Chasen Shreve, Chad Green, and Jonathan Holder kept the Mets at six runs into the ninth, which is when Aaron Boone went to A.J. Cole for some reason. Why not Dellin Betances down a run? He was already warning. Cole allowed a single (to a lefty), Sanchez let the runner advance on a wild pitch that should’ve been scored a passed ball, then a grounder and an elevated two-strike curve (to a lefty) got the insurance run home with a sacrifice fly. Cole’s been pretty great since joining the Yankees. He hasn’t been “let’s use him in a one-run game” great though.
Leftovers
Everyone in the lineup had a hit. Judge and Didi had three each and Andujar had two. Stanton, Hicks, Walker, and Greg Bird drew the walks. Walker and Gregorius had the doubles. This was the 11th time the Yankees had at least 14 hits in a game this season.

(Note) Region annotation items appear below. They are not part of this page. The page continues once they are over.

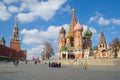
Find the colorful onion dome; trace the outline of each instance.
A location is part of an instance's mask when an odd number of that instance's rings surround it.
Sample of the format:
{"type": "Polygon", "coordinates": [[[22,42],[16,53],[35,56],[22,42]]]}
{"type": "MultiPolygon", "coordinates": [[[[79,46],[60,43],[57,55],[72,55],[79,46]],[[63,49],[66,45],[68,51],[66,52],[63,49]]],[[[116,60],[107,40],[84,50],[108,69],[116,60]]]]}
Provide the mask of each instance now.
{"type": "Polygon", "coordinates": [[[83,26],[79,22],[77,22],[77,24],[74,27],[74,31],[76,30],[81,30],[81,31],[83,30],[83,26]]]}
{"type": "Polygon", "coordinates": [[[66,31],[63,27],[60,29],[60,33],[66,33],[66,31]]]}
{"type": "Polygon", "coordinates": [[[70,34],[67,34],[67,35],[66,35],[66,38],[69,38],[69,39],[70,39],[71,37],[72,37],[72,36],[71,36],[70,34]]]}
{"type": "Polygon", "coordinates": [[[87,30],[84,32],[84,36],[91,36],[92,35],[92,31],[90,31],[89,27],[87,28],[87,30]]]}
{"type": "Polygon", "coordinates": [[[67,51],[67,47],[66,46],[62,46],[61,51],[67,51]]]}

They averaged 9.4 runs in the other ten games and had at least six runs in all ten. So many baserunners. The most annoying kind of loss. Poor starting pitching and runners stranded.
Box Score, WPA Graph & Standings
ESPN has the box score and updated standings, and MLB has the video highlights. Here’s our Bullpen Workload page and here’s the loss probability graph:
Source: FanGraphs
Up Next
The Subway Series continues with the middle game of this three-game series Saturday afternoon. That’s a 1:05pm ET start. Sonny Gray and Steven Matz are the scheduled starters for that one.